This is the second of two articles in this issue on the grants recently approved by the Global Fund Board. In this article, we report on the comments of the Grant Approvals Committee (GAC) on four countries in the Latin American and Caribbean region: Belize, El Salvador, Panama and Paraguay.
On 12 November 2018, the Board approved the 14th batch of grants from the 2017-2019 allocations, worth a total of $98.0 million in funding for 14 grants from 13 countries.
The nine grant components approved for eight countries in the Latin America and Caribbean region (LAC) were two each for HIV, TB, and malaria, and three for TB/HIV (see Table 1 in the first article in this issue). The total amount approved for these nine grants was $57,774,455. Interventions totaling $3,060,325 million for the nine LAC grants were added to the Unfunded Quality Demand (UQD) Register. Domestic commitments to the LAC programs represented by the approved grants amounted to $399,232,943 million.
In this article, we summarize the GAC’s comments for four components: Belize TB/HIV, El Salvador HIV, Panama TB/HIV, and Paraguay TB.

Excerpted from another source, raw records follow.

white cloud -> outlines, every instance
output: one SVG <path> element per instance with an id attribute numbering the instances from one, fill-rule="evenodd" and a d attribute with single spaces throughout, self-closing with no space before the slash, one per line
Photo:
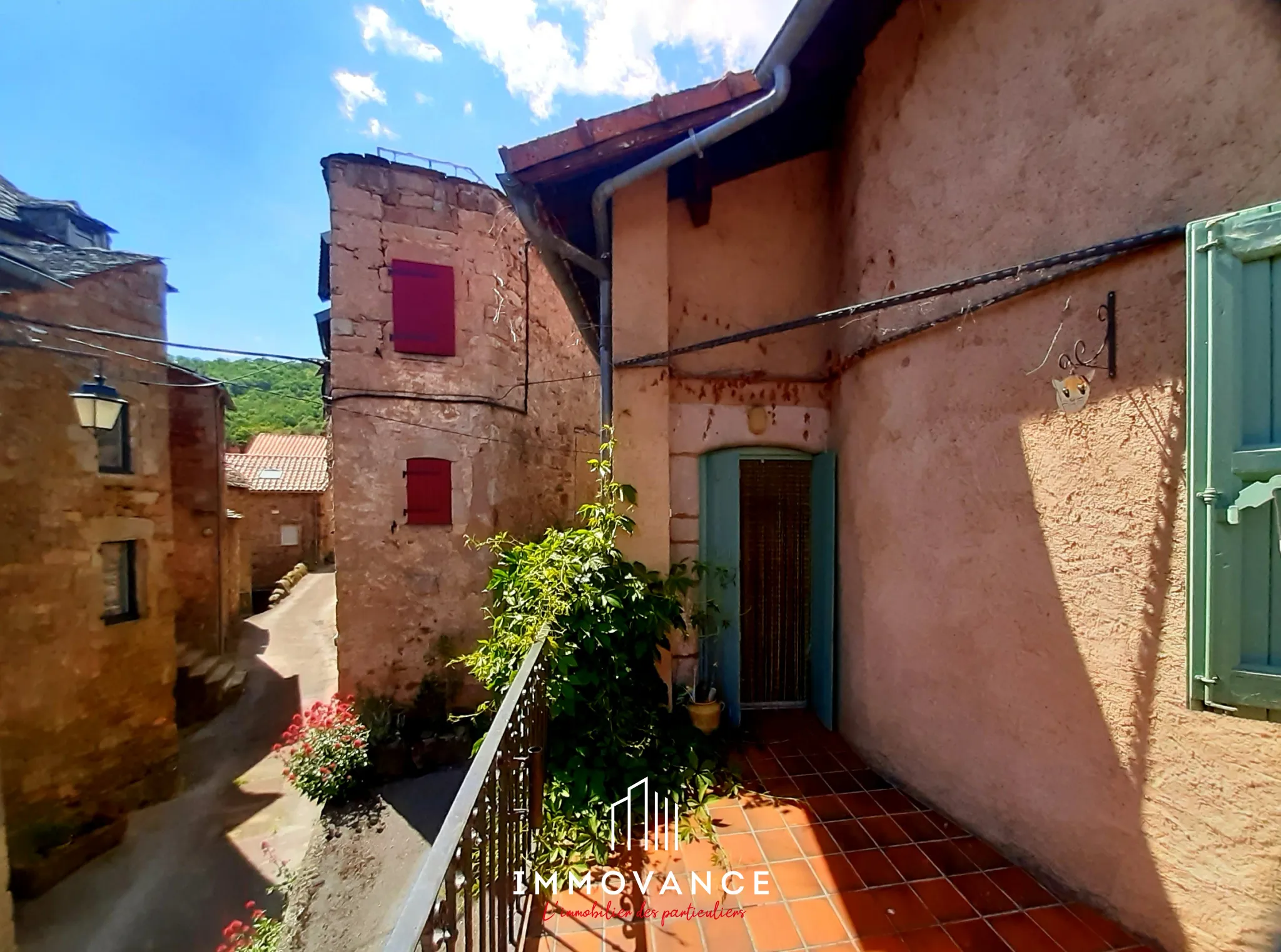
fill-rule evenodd
<path id="1" fill-rule="evenodd" d="M 346 69 L 339 69 L 333 74 L 333 84 L 342 93 L 342 105 L 338 107 L 345 116 L 348 119 L 355 116 L 356 110 L 365 102 L 387 105 L 387 93 L 378 88 L 378 83 L 374 82 L 375 75 L 378 74 L 348 73 Z"/>
<path id="2" fill-rule="evenodd" d="M 436 46 L 404 27 L 397 27 L 387 10 L 380 6 L 357 6 L 355 14 L 360 20 L 360 38 L 365 41 L 365 49 L 370 52 L 380 41 L 387 52 L 398 56 L 412 56 L 424 63 L 441 59 L 441 51 Z"/>
<path id="3" fill-rule="evenodd" d="M 552 0 L 582 17 L 582 50 L 562 26 L 541 17 L 538 0 L 421 0 L 464 46 L 497 67 L 507 90 L 535 116 L 557 93 L 614 93 L 640 100 L 670 92 L 658 47 L 689 44 L 715 75 L 744 69 L 765 52 L 793 0 Z"/>
<path id="4" fill-rule="evenodd" d="M 361 136 L 369 136 L 369 138 L 384 138 L 384 139 L 397 139 L 397 138 L 400 138 L 400 136 L 397 136 L 395 132 L 392 132 L 391 129 L 388 129 L 386 125 L 383 125 L 380 122 L 378 122 L 373 116 L 369 118 L 369 125 L 366 125 L 364 129 L 361 129 L 360 134 Z"/>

GAC comments on individual country funding requests
At 1.4%, Belize has the highest national HIV prevalence rate in Latin America. This rate means that Belize’s HIV component remains eligible for Global Fund financing (even though Belize is an upper-middle-income country). The TB component (TB incidence of 38 cases per 100,000 people) is transitioning away from Global Fund financing.

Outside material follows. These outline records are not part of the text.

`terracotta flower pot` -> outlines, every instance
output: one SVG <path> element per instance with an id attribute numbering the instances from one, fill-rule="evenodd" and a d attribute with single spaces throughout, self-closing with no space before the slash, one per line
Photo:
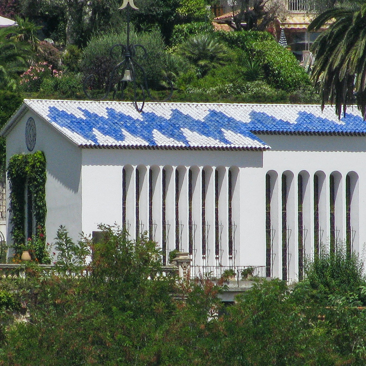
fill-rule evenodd
<path id="1" fill-rule="evenodd" d="M 23 253 L 22 253 L 22 257 L 20 257 L 20 259 L 22 261 L 30 261 L 31 259 L 29 251 L 24 250 Z"/>

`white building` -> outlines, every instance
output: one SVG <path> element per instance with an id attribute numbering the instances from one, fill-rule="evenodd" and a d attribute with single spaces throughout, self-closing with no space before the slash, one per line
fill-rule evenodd
<path id="1" fill-rule="evenodd" d="M 132 238 L 147 232 L 164 260 L 177 249 L 217 274 L 262 266 L 290 281 L 317 251 L 362 251 L 365 134 L 356 108 L 339 120 L 330 106 L 151 102 L 140 114 L 41 100 L 2 130 L 8 161 L 45 154 L 48 241 L 60 225 L 76 239 L 116 223 Z"/>

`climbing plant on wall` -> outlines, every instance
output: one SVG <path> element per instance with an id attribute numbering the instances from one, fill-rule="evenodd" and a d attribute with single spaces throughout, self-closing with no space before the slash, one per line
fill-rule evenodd
<path id="1" fill-rule="evenodd" d="M 47 212 L 44 154 L 37 151 L 34 154 L 13 155 L 9 160 L 7 171 L 10 188 L 11 234 L 15 254 L 20 255 L 26 248 L 30 250 L 33 259 L 41 263 L 47 261 L 44 235 Z M 33 212 L 36 221 L 36 232 L 31 238 L 26 238 L 25 232 L 27 187 L 33 197 Z"/>

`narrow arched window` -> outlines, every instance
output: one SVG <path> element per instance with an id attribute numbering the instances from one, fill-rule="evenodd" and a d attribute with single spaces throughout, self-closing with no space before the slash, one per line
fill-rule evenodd
<path id="1" fill-rule="evenodd" d="M 175 170 L 175 249 L 179 250 L 180 227 L 179 226 L 179 172 Z"/>
<path id="2" fill-rule="evenodd" d="M 287 279 L 287 180 L 285 174 L 282 179 L 282 279 Z"/>
<path id="3" fill-rule="evenodd" d="M 135 201 L 135 214 L 136 223 L 136 238 L 140 236 L 140 172 L 138 169 L 136 170 L 135 185 L 136 200 Z"/>
<path id="4" fill-rule="evenodd" d="M 266 175 L 266 276 L 271 276 L 271 177 Z"/>
<path id="5" fill-rule="evenodd" d="M 122 169 L 122 227 L 124 230 L 126 230 L 126 198 L 127 192 L 126 191 L 126 168 Z"/>
<path id="6" fill-rule="evenodd" d="M 304 223 L 303 181 L 302 176 L 298 176 L 298 244 L 299 253 L 299 279 L 302 280 L 303 277 L 304 269 Z"/>
<path id="7" fill-rule="evenodd" d="M 219 171 L 215 171 L 215 257 L 219 259 L 220 250 L 220 226 L 219 220 Z"/>
<path id="8" fill-rule="evenodd" d="M 233 258 L 233 225 L 232 225 L 232 173 L 230 169 L 229 169 L 228 176 L 228 188 L 229 191 L 228 202 L 229 224 L 229 242 L 228 243 L 229 260 L 231 262 Z"/>
<path id="9" fill-rule="evenodd" d="M 347 253 L 350 254 L 352 250 L 352 232 L 351 222 L 351 177 L 346 177 L 346 248 Z"/>
<path id="10" fill-rule="evenodd" d="M 190 169 L 188 172 L 188 251 L 191 254 L 193 252 L 193 223 L 192 212 L 193 192 L 192 180 L 192 170 Z"/>
<path id="11" fill-rule="evenodd" d="M 206 173 L 202 171 L 202 258 L 206 259 Z"/>
<path id="12" fill-rule="evenodd" d="M 319 253 L 319 177 L 314 176 L 314 254 Z"/>
<path id="13" fill-rule="evenodd" d="M 329 241 L 331 253 L 334 253 L 336 245 L 336 193 L 334 185 L 334 176 L 329 177 L 329 223 L 330 236 Z"/>
<path id="14" fill-rule="evenodd" d="M 163 251 L 163 262 L 167 264 L 167 171 L 163 169 L 162 172 L 162 210 L 161 225 L 163 227 L 163 238 L 161 243 L 161 249 Z"/>
<path id="15" fill-rule="evenodd" d="M 153 219 L 153 169 L 149 170 L 149 239 L 153 240 L 154 228 Z"/>

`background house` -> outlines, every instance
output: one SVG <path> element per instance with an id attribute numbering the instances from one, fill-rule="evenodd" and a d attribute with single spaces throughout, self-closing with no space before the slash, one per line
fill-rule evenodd
<path id="1" fill-rule="evenodd" d="M 253 1 L 250 2 L 250 7 Z M 303 60 L 313 44 L 320 34 L 329 26 L 319 32 L 308 32 L 309 25 L 318 15 L 316 2 L 314 0 L 279 0 L 268 1 L 268 8 L 278 8 L 277 17 L 268 29 L 277 40 L 283 30 L 288 47 L 299 60 Z M 236 28 L 234 16 L 240 10 L 238 2 L 221 0 L 220 4 L 212 7 L 215 16 L 213 24 L 217 30 L 227 31 Z"/>
<path id="2" fill-rule="evenodd" d="M 165 261 L 177 249 L 202 270 L 257 266 L 290 281 L 307 255 L 362 251 L 365 133 L 356 108 L 339 120 L 331 106 L 152 102 L 140 114 L 42 100 L 2 130 L 8 160 L 45 154 L 48 241 L 60 225 L 76 239 L 116 223 L 132 238 L 146 231 Z"/>

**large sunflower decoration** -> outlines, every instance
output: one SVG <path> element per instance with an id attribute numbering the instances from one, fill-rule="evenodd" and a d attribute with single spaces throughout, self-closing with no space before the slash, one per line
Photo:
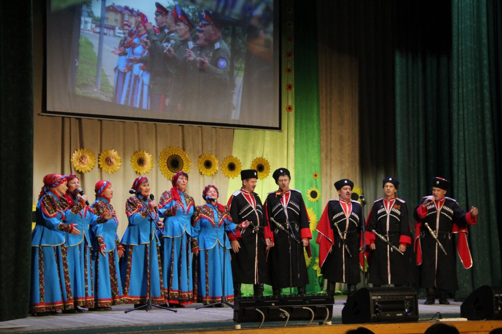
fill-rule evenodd
<path id="1" fill-rule="evenodd" d="M 307 191 L 307 199 L 311 202 L 317 202 L 320 197 L 321 192 L 315 187 L 313 187 Z"/>
<path id="2" fill-rule="evenodd" d="M 307 213 L 308 214 L 309 219 L 310 220 L 309 226 L 310 228 L 310 233 L 313 233 L 314 231 L 315 231 L 316 228 L 317 227 L 317 215 L 314 212 L 314 210 L 312 208 L 307 208 Z M 303 255 L 305 257 L 305 263 L 307 264 L 308 268 L 310 266 L 310 263 L 312 262 L 312 259 L 311 257 L 309 257 L 307 254 L 307 249 L 306 248 L 303 249 Z"/>
<path id="3" fill-rule="evenodd" d="M 118 152 L 113 148 L 105 149 L 99 153 L 99 167 L 103 172 L 114 173 L 122 164 L 122 158 Z"/>
<path id="4" fill-rule="evenodd" d="M 131 165 L 137 174 L 146 174 L 154 167 L 154 158 L 148 152 L 136 151 L 131 157 Z"/>
<path id="5" fill-rule="evenodd" d="M 350 196 L 350 199 L 361 203 L 361 199 L 359 196 L 362 194 L 362 188 L 360 188 L 357 186 L 354 186 L 354 188 L 352 190 L 352 195 Z"/>
<path id="6" fill-rule="evenodd" d="M 233 155 L 228 155 L 221 162 L 221 172 L 229 179 L 237 177 L 242 169 L 240 160 Z"/>
<path id="7" fill-rule="evenodd" d="M 258 172 L 258 179 L 263 180 L 270 173 L 270 163 L 267 159 L 259 156 L 251 162 L 251 169 L 256 170 Z"/>
<path id="8" fill-rule="evenodd" d="M 171 179 L 180 171 L 189 173 L 192 161 L 188 153 L 176 146 L 166 147 L 159 156 L 159 168 L 168 179 Z"/>
<path id="9" fill-rule="evenodd" d="M 76 149 L 71 156 L 71 165 L 77 172 L 86 173 L 96 165 L 96 156 L 87 148 Z"/>
<path id="10" fill-rule="evenodd" d="M 197 166 L 202 175 L 212 176 L 218 170 L 218 159 L 210 153 L 202 153 L 199 157 Z"/>

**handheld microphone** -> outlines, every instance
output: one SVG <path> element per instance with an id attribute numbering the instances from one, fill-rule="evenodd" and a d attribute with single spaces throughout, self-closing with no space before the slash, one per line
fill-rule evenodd
<path id="1" fill-rule="evenodd" d="M 152 200 L 152 201 L 153 201 L 155 198 L 155 196 L 154 196 L 154 194 L 150 194 L 150 199 Z M 159 212 L 159 208 L 157 208 L 157 207 L 155 207 L 155 212 Z"/>
<path id="2" fill-rule="evenodd" d="M 77 188 L 77 191 L 78 192 L 78 193 L 80 194 L 81 196 L 84 196 L 84 191 L 82 190 L 82 188 Z M 88 201 L 85 201 L 85 205 L 89 206 L 89 204 Z"/>
<path id="3" fill-rule="evenodd" d="M 210 202 L 216 202 L 216 200 L 211 196 L 206 196 L 206 201 L 209 201 Z"/>
<path id="4" fill-rule="evenodd" d="M 366 204 L 366 199 L 364 199 L 364 197 L 362 196 L 362 194 L 359 195 L 359 198 L 361 199 L 361 203 L 364 205 Z"/>

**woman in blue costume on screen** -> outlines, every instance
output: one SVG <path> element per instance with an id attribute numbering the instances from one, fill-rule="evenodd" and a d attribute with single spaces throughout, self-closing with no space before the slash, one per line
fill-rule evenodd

However, Belize developed a transition readiness assessment (TRA) and work plan for both TB and HIV, reflecting Belize’s desire to keep the two programs working together. The objectives of the transition work plan are:
- To scale up and advance a human rights framework for key populations;
- To build political will through an investment case that demonstrates the national economic cost/benefit of investing in the public-sector response; and
- To support sustainable HIV and TB responses by strengthening and building systems and collaboration between government and community.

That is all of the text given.